I vantaggi sono la capacità di trasmettere coppie maggiori, una maggiore resistenza agli alti regimi di rotazione e una inerzia inferiore; l’inconveniente notevole è la tendenza dei vari elementi a restare in contatto anche senza la spinta della molla. Normalmente il disinnesto della frizione è comandato da un pedale, azionato dal piede sinistro del pilota, collegato meccanicamente o idraulicamente a una leva a forcella che, attraverso un cuscinetto reggispinta (in materiale antifrizione o grafite) provoca il distacco del piatto di spinta dal disco frizione, vincendo la resistenza della molla.

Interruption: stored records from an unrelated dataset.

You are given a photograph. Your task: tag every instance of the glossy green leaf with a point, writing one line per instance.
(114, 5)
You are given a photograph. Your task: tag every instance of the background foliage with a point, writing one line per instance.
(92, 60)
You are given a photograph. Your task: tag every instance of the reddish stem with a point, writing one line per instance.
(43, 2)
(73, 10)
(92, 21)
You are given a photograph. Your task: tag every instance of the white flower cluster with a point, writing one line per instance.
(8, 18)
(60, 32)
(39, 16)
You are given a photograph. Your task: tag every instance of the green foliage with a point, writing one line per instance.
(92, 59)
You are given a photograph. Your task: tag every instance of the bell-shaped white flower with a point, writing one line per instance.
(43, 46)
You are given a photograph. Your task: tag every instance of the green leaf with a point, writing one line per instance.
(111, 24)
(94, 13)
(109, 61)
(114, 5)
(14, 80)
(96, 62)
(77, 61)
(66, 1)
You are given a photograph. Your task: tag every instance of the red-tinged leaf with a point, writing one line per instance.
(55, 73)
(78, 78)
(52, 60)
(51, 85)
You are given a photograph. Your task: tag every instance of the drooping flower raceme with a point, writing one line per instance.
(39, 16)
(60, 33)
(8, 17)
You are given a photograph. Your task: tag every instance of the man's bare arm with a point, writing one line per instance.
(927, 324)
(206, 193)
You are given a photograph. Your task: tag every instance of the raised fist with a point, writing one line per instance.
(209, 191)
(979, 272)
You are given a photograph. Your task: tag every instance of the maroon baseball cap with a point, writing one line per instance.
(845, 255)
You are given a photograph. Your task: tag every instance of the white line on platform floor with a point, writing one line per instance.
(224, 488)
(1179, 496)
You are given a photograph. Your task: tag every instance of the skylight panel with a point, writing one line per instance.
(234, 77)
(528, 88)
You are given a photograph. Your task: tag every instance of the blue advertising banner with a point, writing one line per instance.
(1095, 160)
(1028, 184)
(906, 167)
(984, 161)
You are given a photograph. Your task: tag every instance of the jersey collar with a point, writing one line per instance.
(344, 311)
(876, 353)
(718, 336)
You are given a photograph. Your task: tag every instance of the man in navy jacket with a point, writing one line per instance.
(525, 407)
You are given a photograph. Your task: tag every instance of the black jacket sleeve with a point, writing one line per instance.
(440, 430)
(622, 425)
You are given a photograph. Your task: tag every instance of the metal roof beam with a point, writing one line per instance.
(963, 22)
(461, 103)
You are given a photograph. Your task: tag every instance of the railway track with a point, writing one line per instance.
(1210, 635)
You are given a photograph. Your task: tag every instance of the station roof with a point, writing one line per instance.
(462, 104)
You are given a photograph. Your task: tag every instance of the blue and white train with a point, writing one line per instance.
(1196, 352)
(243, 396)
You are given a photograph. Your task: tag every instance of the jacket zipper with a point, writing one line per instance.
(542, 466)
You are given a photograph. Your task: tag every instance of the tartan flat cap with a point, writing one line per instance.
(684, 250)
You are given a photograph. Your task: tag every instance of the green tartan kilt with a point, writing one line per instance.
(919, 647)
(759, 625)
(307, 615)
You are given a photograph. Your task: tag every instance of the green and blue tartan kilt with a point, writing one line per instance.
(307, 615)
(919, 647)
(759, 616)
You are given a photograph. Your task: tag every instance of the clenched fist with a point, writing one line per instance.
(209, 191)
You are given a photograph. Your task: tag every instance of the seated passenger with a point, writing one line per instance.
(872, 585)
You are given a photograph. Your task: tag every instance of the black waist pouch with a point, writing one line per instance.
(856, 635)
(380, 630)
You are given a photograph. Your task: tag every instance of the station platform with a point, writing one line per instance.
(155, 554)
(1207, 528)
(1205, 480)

Sono stati sperimentati altri tipi di frizione, nel tentativo di ridurre lo sforzo al pedale o addirittura per eliminare il pedale stesso. Un tipo è la frizione centrifuga, in cui il piatto non è premuto da una molla ma attraverso delle leve con dei contrappesi che si espandono per effetto della forza centrifuga: è sufficiente accelerare il motore, perché la forza centrifuga aumenti fino a provocare l’innesto della frizione. Un altro tipo è rappresentato dalla frizione elettromagnetica, nella quale l’elemento condotto è racchiuso in un tamburo contenente polvere magnetica.

 

Facendo passare corrente elettrica in un avvolgimento che circonda il tamburo, si crea un campo magnetico che riunisce le particelle di polvere, impedendo qualsiasi movimento relativo fra gli elementi. Sono stati utilizzati anche freni a nastro, che bloccano all’esterno le corone di una serie di ingranaggi epicicloidali (la corona, dentata internamente, circonda dei satelliti, che ingranano su un singolo ingranaggio planetario o sole): bloccando la corona, gli ingranaggi trasmettono il moto e si ottiene così l’accoppiamento.

 

 

 Come detto e come si evince dalla figura, per quanto riguarda le applicazioni automobilistiche, la frizione, ormai da 120 anni, viene montata con un disco solidale al volano e  con l’ altro calettato sul primario del cambio.

Tra i due dischi realizzati in acciaio da molle è interposto un unico disco d’attrito di diametro variabile tra 120¸300 mm; diametri elevati assicurano elevatissima coppia trasmissibile anche ai bassi regimi di rotazione, grazie all’elevato raggio medio che caratterizza la coppia rotoidale di spinta.

Perché nelle applicazioni automobilistiche è universalmente adottata la soluzione monodisco in luogo dei dischi multipli?

La risposta va ricercata nella sostanziale differenza tra le diverse geometrie e funzionamento del motore che caratterizzano l’automobile e il motociclo :

Autoveicolo:

  • Regimi di rotazione  contenuti
  • Coppia trasmessa elevata
  • Disposizione in serie del motore e del cambio

Motociclo:

  • Regimi di rotazione notevolmente elevati, grazie alle minori inerzie delle masse in gioco
  • Piccola coppia trasmessa
  • Disposizione trasversale del motore, unita alla scarsità dello spazio a disposizione

Questi i motivi che hanno spinto i costruttori verso una strada quasi obbligata: adottare una frizione multidisco per le motociclette ed una monodisco per le autovetture.

Ecco perché la ricerca concentra le sue forze sullo sviluppo dei materiali sempre più spinti e su soluzioni in grado di apportare notevoli miglioramenti senza stravolgere lo schema di base.